Since then, the Los Angeles-based Isella has continued to release new music and refine her sound, finding a home between the abrasive textures of industrial music and the lushness and languor of Billie Eilish and Lana Del Rey. Her latest single, “Out In The Garden,” off her upcoming EP Something is a shell., takes on religious piety as a means of excusing evil and misogyny.
“There were women pushing the witch in the fire / And telling their husband to get out the stones / Go cuddle the man when you’re tired / Your husband’s arm is exhausted from breaking bone,” she snarls over a brooding, distorted piano.
Isella’s songs seethe with controlled rage, and like Lady Lazarus, the women who inhabit them bear scars of growing up in a patriarchal culture. But there is vindication to be found. In the closing moments of “Out In The Garden,” Isella turns the mirror around: “Are you scared of seeing muscle come out of me like glue? / That something you think’s evil / Is exactly like you?”
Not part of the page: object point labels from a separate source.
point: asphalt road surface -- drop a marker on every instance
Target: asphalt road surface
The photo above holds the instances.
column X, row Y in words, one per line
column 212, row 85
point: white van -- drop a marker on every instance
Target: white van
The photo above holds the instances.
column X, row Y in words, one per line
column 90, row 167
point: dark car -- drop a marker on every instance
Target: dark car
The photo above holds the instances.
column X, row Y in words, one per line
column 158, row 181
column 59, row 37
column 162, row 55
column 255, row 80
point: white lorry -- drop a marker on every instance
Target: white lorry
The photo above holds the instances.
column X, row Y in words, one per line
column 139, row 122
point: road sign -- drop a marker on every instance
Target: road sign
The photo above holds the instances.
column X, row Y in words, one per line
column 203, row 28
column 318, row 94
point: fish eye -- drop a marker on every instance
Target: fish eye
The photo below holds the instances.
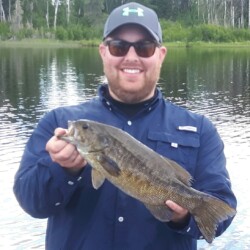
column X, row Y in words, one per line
column 85, row 126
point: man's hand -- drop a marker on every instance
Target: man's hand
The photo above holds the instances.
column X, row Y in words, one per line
column 180, row 214
column 65, row 153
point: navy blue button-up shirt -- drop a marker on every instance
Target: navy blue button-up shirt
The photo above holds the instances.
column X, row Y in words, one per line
column 80, row 217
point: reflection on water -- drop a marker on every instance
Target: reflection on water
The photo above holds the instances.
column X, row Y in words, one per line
column 214, row 83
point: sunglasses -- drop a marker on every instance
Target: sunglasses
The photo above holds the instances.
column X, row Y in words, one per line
column 120, row 47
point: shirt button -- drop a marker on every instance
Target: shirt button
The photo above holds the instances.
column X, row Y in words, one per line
column 121, row 219
column 71, row 183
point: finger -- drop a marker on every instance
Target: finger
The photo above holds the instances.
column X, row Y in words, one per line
column 60, row 131
column 175, row 207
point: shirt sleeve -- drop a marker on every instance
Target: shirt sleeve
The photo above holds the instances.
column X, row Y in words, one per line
column 210, row 176
column 41, row 186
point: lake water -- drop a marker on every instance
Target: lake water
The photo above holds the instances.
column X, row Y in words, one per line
column 214, row 82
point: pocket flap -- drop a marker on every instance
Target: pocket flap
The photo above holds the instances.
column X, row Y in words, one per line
column 185, row 139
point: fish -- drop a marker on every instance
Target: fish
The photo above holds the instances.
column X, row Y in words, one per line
column 143, row 174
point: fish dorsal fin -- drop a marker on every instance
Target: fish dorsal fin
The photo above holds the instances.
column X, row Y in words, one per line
column 160, row 212
column 97, row 178
column 109, row 165
column 180, row 172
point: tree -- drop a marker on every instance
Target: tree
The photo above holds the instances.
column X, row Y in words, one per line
column 16, row 22
column 2, row 13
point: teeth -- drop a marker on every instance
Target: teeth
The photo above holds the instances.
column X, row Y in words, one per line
column 132, row 71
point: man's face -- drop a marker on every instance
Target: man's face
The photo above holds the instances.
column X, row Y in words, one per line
column 132, row 78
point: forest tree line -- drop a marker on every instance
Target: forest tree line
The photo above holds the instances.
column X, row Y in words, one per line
column 78, row 19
While she has ample pop facility as a producer and songwriter, her artful rage connects her to a matrilineage of righteous women who came before—PJ Harvey, Courtney Love, and the halcyon days of ’90s grrrl-punk.
The young songwriter admits that her homeschooled life had a huge impact on her creative will. Her self-possession could be read as defiant, if she wasn’t so unaffected.
“I don’t have a huge desire to be understood,” Isella says. “I was very totally in my own bubble. I wasn’t aware of myself being perceived.” She retreated into her notebooks and imagination. “I had acres of boredom in my free time… I wrote three songs a day. It was my whole world. And with nobody telling me that I didn’t know who I was or what I was doing, I was just being and doing whatever the fuck I wanted—just being outrageous.”
At 20, after years of woodshedding in her teenage bedroom and navigating massive audiences, Isella is deeply in command of her artistry offstage as well. “A lot of recording and producing is just done by myself… I have a co-producer, Ben Hudson, who I love. He’ll find me sonics or beats, and I’ll take that home and produce it out—write the lyrics and melody, structure it, add layers.”
She works methodically and with meticulous intention. “I never do second passes. I just spend hours trying to figure out the right word in the initial moment. Everything that’s ever been released is the first thought—slowly refined.”
Lyrics remain the lynchpin for Isella. Her screams, growls, and seething whispers shape her witness of a world hostile to women. She is not aiming for pleasant pop. She is alchemizing rage into art.
“It feels honest, and honesty is brutal,” she says. “There’s just no other way for me to say it. Saying it any other way would be very boring. What’s the other option?”